I have been lecturing on Zero Trust for the last couple of days, and to add weight that we can no longer go on any longer using traditional security techniques - even the NSA provided guidance this week.
We need to eliminate the bias, and myths facing our industry, and commence the journey, by convincing our organisations from the CXO suite down, that we need to change - the cybercriminals are pushing out some many exploits, most organisations simply cannot cope and adjust to the amount of flexibility that our respective organisations expect in support of their business objectives.
Security strategy needs to in alignment with the organisations business strategy and objectives - we can do this using Zero Trust. But do your own research, get to the real truth without vendor bias and understand the principles. It certainly is not a silver bullet, but you will experience small wins initially by simply embarking on the journey. Read the NSA guidance for yourselves and make your own minds up:
I too embrace the "never trust, always verify" philosophy as a core architectural design construct. I do a lot of work evangelizing that core Zero Trust Architecture (ZTA) tenant to Fortune 500 companies. What I've found is that change is hard - no kidding. I have to teach broad foundational concepts to not only CIOs and CISOs. but also to the enterprise architects - giving them practical design patterns helps them move forward. Often it means that network access, application access, and continuous monitoring needs to be re-engineered and there is always little to no budget to do that.
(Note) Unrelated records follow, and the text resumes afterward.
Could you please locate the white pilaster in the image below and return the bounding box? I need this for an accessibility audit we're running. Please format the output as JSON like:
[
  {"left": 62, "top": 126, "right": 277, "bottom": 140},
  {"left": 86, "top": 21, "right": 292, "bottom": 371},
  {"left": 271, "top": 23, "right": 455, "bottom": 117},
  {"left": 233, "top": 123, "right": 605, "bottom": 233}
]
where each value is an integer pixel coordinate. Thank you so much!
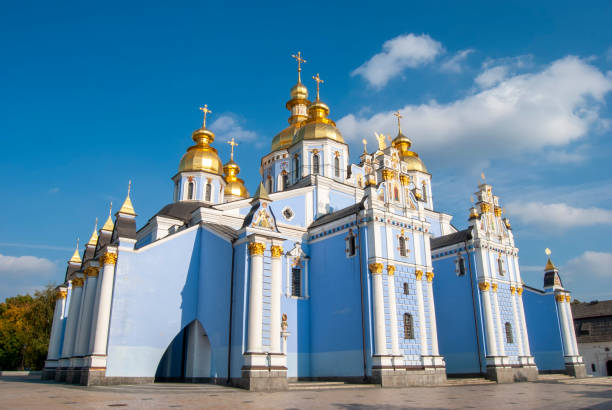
[{"left": 247, "top": 242, "right": 266, "bottom": 353}]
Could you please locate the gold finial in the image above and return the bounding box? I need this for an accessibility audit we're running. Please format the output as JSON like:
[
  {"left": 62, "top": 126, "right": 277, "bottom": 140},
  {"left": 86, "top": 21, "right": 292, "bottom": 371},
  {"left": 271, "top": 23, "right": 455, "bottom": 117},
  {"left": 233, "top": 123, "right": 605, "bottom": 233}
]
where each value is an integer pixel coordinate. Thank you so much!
[
  {"left": 227, "top": 137, "right": 238, "bottom": 161},
  {"left": 393, "top": 110, "right": 403, "bottom": 135},
  {"left": 200, "top": 104, "right": 212, "bottom": 128},
  {"left": 291, "top": 51, "right": 306, "bottom": 83},
  {"left": 312, "top": 73, "right": 324, "bottom": 101}
]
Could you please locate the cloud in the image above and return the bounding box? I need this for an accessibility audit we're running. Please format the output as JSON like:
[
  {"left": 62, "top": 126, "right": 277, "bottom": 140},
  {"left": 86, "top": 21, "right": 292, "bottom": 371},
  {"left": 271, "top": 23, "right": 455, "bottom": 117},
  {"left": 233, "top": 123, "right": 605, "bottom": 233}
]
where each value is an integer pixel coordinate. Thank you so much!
[
  {"left": 506, "top": 201, "right": 612, "bottom": 230},
  {"left": 351, "top": 34, "right": 444, "bottom": 89},
  {"left": 210, "top": 114, "right": 257, "bottom": 142},
  {"left": 0, "top": 254, "right": 60, "bottom": 301},
  {"left": 440, "top": 48, "right": 474, "bottom": 73},
  {"left": 337, "top": 56, "right": 612, "bottom": 167}
]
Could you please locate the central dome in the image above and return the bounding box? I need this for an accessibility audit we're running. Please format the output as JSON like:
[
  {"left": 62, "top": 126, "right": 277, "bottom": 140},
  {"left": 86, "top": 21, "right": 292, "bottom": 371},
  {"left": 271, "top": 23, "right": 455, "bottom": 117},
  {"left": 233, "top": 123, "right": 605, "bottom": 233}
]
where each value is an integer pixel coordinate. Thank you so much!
[{"left": 179, "top": 128, "right": 223, "bottom": 175}]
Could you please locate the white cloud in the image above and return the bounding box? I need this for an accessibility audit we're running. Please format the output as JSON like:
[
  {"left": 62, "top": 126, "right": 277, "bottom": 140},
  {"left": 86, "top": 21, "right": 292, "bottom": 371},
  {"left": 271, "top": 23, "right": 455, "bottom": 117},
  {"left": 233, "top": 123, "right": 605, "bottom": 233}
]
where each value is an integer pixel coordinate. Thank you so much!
[
  {"left": 351, "top": 34, "right": 444, "bottom": 88},
  {"left": 506, "top": 201, "right": 612, "bottom": 230},
  {"left": 338, "top": 56, "right": 612, "bottom": 166},
  {"left": 209, "top": 114, "right": 257, "bottom": 143},
  {"left": 440, "top": 48, "right": 474, "bottom": 73}
]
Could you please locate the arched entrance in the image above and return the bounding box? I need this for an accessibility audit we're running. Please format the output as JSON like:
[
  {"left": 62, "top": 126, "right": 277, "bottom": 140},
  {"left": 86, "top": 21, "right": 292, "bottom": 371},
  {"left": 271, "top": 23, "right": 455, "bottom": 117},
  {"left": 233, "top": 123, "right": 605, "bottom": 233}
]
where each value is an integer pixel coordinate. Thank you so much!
[{"left": 155, "top": 320, "right": 211, "bottom": 383}]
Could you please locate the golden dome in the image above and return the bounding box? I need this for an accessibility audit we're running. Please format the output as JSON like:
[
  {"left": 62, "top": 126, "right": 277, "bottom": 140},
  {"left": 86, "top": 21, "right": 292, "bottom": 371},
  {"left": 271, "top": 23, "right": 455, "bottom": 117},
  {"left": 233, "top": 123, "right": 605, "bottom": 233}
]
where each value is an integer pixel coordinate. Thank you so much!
[
  {"left": 179, "top": 128, "right": 223, "bottom": 175},
  {"left": 391, "top": 131, "right": 427, "bottom": 172},
  {"left": 293, "top": 100, "right": 344, "bottom": 144},
  {"left": 223, "top": 159, "right": 249, "bottom": 198}
]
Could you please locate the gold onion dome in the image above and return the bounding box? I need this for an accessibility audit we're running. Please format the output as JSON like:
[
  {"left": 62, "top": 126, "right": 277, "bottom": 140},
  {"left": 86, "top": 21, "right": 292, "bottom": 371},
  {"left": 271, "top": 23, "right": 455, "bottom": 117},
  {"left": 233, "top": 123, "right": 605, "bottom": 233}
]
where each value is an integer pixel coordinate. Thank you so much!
[{"left": 179, "top": 105, "right": 223, "bottom": 175}]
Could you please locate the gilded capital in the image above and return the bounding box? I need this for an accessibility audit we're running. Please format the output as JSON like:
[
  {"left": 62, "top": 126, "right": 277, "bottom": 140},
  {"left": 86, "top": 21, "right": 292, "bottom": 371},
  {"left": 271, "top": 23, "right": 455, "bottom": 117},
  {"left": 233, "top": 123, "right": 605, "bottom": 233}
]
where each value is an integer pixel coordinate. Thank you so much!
[
  {"left": 100, "top": 252, "right": 117, "bottom": 266},
  {"left": 85, "top": 266, "right": 100, "bottom": 278},
  {"left": 249, "top": 242, "right": 266, "bottom": 256},
  {"left": 270, "top": 245, "right": 283, "bottom": 258},
  {"left": 368, "top": 263, "right": 383, "bottom": 275}
]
Today, I tend to focus my ZTA design on Cloud - that is where I see real acceptance and change.
@AppDefects A good philosophy, it is a steep learning curve for many - but as you state a lot of awareness and concentration needs to put in at the top of the organisation to ensure they understand the the required cultural changes, which need to ripple down through each and every organisation.
Cloud environments, in fact can make it harder, especially if the customer, does not fully understand the limitations of the service, and also what will happen when things go awry and suddenly the responsibility falls on the customer to resolve the issue or incident.